Выбрать главу

Дедушка возвращался с поля уже затемно, с полной сумкой грибов, каких-нибудь фруктов или целебных трав, успевал рассказать до сна обо всем, что он видел и где побывал после обеда. Смотря по тому, какая пора была на дворе, рассказывал, что картошка уже зацвела, или о том, что плодов, слава богу, будет много; травы на лугах нынче хороши, да только кое-где с краю пастухи малость потравили; в лесу на нашей делянке парни срубили молодой бук, — небось подпасок срезал верхушку на рукоятку кнута — «попадись он мне!».

Ясно было, что он обошел все свои владения. Мы, слушая его, готовили грибы или лакомились фруктами.

— Вот оно как выходит… Расти для вас черешни на печке, то-то ладно было бы, а? — добродушно выговаривал нам дедушка, счастливый тем, что вдоволь находился и увидел, чем его господь нынче благословил, сколько и чего он сможет отложить для «наших деток», как он называл нас, внучат.

И так шло от весны до зимы. Зиму дедушка не любил, и когда женщины принимались ахать, как они надрываются, он тотчас осаживал их:

— Отоспитесь зимой, за прялкой или на посиделках. А я вас буду обкуривать, так что будет вам как в раю. Чего вам еще?

И мы невольно смеялись.

Теперь вы видите хотя бы из моего рассказа, что вся его жизнь проходила в труде и заботах — такой она была до самого конца.

Дед был невысокого роста, но коренаст. Из-под черных бровей под выпуклым лбом добродушно глядели небольшие голубые глаза. Бороду он брил, усы подстригал, а когда умер — семидесяти шести лет, — у него были целы все зубы, а темные волосы почти без седины, лишь немного поредели на темени.

Похоже, что он никогда всерьез не болел, но шрамов после порезов и всяких следов, оставленных топором, санями, телегой и не знаю чем еще, у него на теле было не счесть. Дедушка был смел, предприимчив, а такому человеку синяков и шишек достается больше, чем тому, кто сидит за печкой. Не раз он с опасностью для жизни залезал на спиленное, но не упавшее дерево, чтобы, обрубив на нем сучья, повалить его.

— А что было делать? Глядеть на него? — объяснял он свою смелость.

Старый шахтер, рудничный рабочий, он спускался в штреки старых шахт и рудников, надеясь, что паны откроют новые шахты и начнут добычу, тогда его «детям будет лучше, и у людей будет заработок».

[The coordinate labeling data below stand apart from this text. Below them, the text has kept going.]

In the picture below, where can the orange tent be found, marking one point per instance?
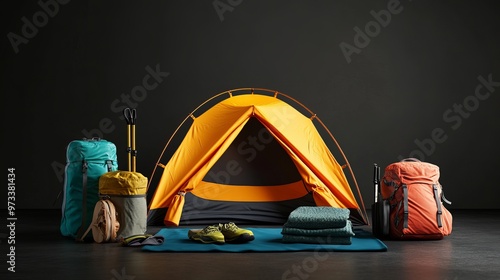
(217, 132)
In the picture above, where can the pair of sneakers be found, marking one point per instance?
(221, 233)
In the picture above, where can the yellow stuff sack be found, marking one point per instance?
(127, 191)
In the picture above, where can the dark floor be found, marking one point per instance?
(472, 251)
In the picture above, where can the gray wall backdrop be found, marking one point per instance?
(389, 78)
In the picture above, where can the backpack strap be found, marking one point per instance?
(438, 204)
(79, 235)
(405, 205)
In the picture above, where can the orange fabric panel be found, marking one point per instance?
(174, 212)
(214, 191)
(205, 136)
(298, 135)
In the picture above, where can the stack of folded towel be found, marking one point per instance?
(318, 224)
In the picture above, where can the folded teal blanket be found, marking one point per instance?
(287, 238)
(333, 232)
(317, 217)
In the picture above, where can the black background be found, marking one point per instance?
(394, 92)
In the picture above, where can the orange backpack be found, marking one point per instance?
(414, 194)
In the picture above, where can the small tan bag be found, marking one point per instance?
(104, 223)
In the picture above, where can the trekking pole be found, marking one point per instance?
(130, 115)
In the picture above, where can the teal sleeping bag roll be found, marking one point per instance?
(86, 161)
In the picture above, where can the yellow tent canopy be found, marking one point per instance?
(213, 133)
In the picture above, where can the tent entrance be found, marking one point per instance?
(255, 181)
(254, 158)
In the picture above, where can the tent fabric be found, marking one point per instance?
(212, 133)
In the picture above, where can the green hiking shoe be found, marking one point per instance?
(234, 234)
(209, 234)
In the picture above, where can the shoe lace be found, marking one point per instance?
(210, 229)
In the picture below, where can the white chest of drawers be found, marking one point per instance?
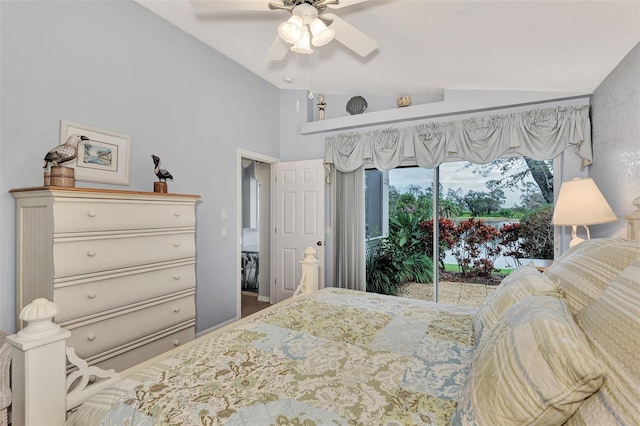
(120, 265)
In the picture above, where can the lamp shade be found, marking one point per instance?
(580, 202)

И все же по-настоящему он жил только в поле; когда ему случалось не выйти в поле хоть один день, он ощущал себя как в оковах. А если порой приходилось сидеть дома, когда вдруг зарядит дождь, он то и дело выходил на крыльцо — нет ли где просвета в тучах. Если дождь не прекращался день-два, он шел во двор и бранился с «небесными жителями» — не пора ли перестать поливать, чего это им приспичило именно теперь, когда всего нужней солнце и тепло.

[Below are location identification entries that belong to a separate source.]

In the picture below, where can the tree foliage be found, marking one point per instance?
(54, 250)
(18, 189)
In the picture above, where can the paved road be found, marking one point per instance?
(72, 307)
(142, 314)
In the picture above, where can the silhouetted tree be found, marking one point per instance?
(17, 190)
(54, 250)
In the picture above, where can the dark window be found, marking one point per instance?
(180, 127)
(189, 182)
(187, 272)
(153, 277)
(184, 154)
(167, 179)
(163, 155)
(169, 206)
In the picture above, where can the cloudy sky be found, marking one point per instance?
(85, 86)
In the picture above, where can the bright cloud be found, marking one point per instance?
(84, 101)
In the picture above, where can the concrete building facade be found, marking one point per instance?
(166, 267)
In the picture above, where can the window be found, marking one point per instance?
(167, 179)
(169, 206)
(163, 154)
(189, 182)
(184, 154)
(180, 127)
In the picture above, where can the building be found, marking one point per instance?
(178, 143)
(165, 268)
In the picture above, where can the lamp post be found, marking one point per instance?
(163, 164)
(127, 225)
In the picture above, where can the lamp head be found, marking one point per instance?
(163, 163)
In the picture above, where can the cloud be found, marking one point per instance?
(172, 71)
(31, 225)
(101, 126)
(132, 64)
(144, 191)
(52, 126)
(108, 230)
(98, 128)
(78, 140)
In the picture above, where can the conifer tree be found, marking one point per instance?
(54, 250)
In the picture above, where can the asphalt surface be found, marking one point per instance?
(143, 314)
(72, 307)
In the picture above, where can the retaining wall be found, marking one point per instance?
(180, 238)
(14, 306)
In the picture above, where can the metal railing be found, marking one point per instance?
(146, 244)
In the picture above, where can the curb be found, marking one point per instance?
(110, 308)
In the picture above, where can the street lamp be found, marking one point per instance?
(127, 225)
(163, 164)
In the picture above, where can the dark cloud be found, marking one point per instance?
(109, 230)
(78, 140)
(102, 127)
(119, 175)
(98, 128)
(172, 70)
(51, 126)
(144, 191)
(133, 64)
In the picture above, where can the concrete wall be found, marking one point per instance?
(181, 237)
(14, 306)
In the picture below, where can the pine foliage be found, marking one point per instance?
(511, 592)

По его представлениям, господь бог был всего лишь своего рода верховным правителем мира, и будничные дела, такие, как дождь, мороз, снег, он поручал другим, бог весть каким «небесным жителям», которые, мол, порой делают миру наперекор.

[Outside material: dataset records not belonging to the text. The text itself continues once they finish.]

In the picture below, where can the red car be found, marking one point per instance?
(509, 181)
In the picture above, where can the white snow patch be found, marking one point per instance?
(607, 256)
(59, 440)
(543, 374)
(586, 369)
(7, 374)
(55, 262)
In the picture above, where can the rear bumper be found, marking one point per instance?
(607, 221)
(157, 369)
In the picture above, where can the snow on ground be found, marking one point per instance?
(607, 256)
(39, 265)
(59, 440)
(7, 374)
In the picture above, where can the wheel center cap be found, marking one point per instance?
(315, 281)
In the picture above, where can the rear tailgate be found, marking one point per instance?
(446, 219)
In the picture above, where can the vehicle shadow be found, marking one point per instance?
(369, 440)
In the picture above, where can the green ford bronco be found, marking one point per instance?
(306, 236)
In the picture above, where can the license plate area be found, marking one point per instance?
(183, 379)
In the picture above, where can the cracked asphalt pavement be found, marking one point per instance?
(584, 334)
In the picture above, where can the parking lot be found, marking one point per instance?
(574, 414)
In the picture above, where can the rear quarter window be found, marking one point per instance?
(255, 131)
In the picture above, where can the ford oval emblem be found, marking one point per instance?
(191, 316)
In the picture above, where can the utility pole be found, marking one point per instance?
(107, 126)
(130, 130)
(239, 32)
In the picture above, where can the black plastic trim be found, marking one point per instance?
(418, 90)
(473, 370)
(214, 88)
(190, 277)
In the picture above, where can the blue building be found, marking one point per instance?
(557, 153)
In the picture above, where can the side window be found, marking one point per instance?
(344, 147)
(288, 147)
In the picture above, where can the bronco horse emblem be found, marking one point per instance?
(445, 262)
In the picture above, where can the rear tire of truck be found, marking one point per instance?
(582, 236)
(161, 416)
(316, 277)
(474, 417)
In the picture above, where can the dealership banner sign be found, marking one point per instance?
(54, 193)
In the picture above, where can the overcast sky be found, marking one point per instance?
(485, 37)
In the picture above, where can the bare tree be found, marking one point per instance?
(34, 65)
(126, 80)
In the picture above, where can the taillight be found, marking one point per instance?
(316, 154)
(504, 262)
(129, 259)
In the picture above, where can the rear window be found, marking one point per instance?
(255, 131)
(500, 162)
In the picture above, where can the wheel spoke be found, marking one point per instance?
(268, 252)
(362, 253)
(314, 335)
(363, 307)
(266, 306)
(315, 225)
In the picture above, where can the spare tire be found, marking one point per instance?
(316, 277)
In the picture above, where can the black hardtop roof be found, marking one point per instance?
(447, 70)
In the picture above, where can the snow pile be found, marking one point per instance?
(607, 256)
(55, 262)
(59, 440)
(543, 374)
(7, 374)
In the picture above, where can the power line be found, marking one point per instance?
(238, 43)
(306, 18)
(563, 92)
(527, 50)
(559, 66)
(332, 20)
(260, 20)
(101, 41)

— Это теперь дед попритих, состарился уже, а в молодости-то вот был неуемный! Господи, всего и не расскажешь, сколько мы труда положили, лишь бы вам и детям вашим лучше жилось, да чтоб не пришлось начинать на пустом месте, как мы начинали. У дедушки было несколько золотых скоплено, да у меня кое-что, заработала в служанках, — вспоминала бабушка, когда я принимался расспрашивать об их прежней жизни.

Они оба были из бедных семей, где ни в чем не было достатка, — в избытке были только дети. Дедушка, когда мы от какой еды воротили нос, любил вспоминать, как его мать на ужин мелкие картофелины им, и не помаслив, давала по три-четыре штуки каждому. А бабушка, сирота, пошла с восьми лет в услужение. Служила она и когда дедушка на ней женился; причем все произошло так необычно, что вы просто не поверите. В третий раз они увидели друг друга на венчании.

Дело в том, что дедушкины родители, задумав его женить, приглядели ему в дальней деревне не молодую уже вдовицу, к которой он должен был пойти в примаки. Отправился он со своим крестным отцом свататься.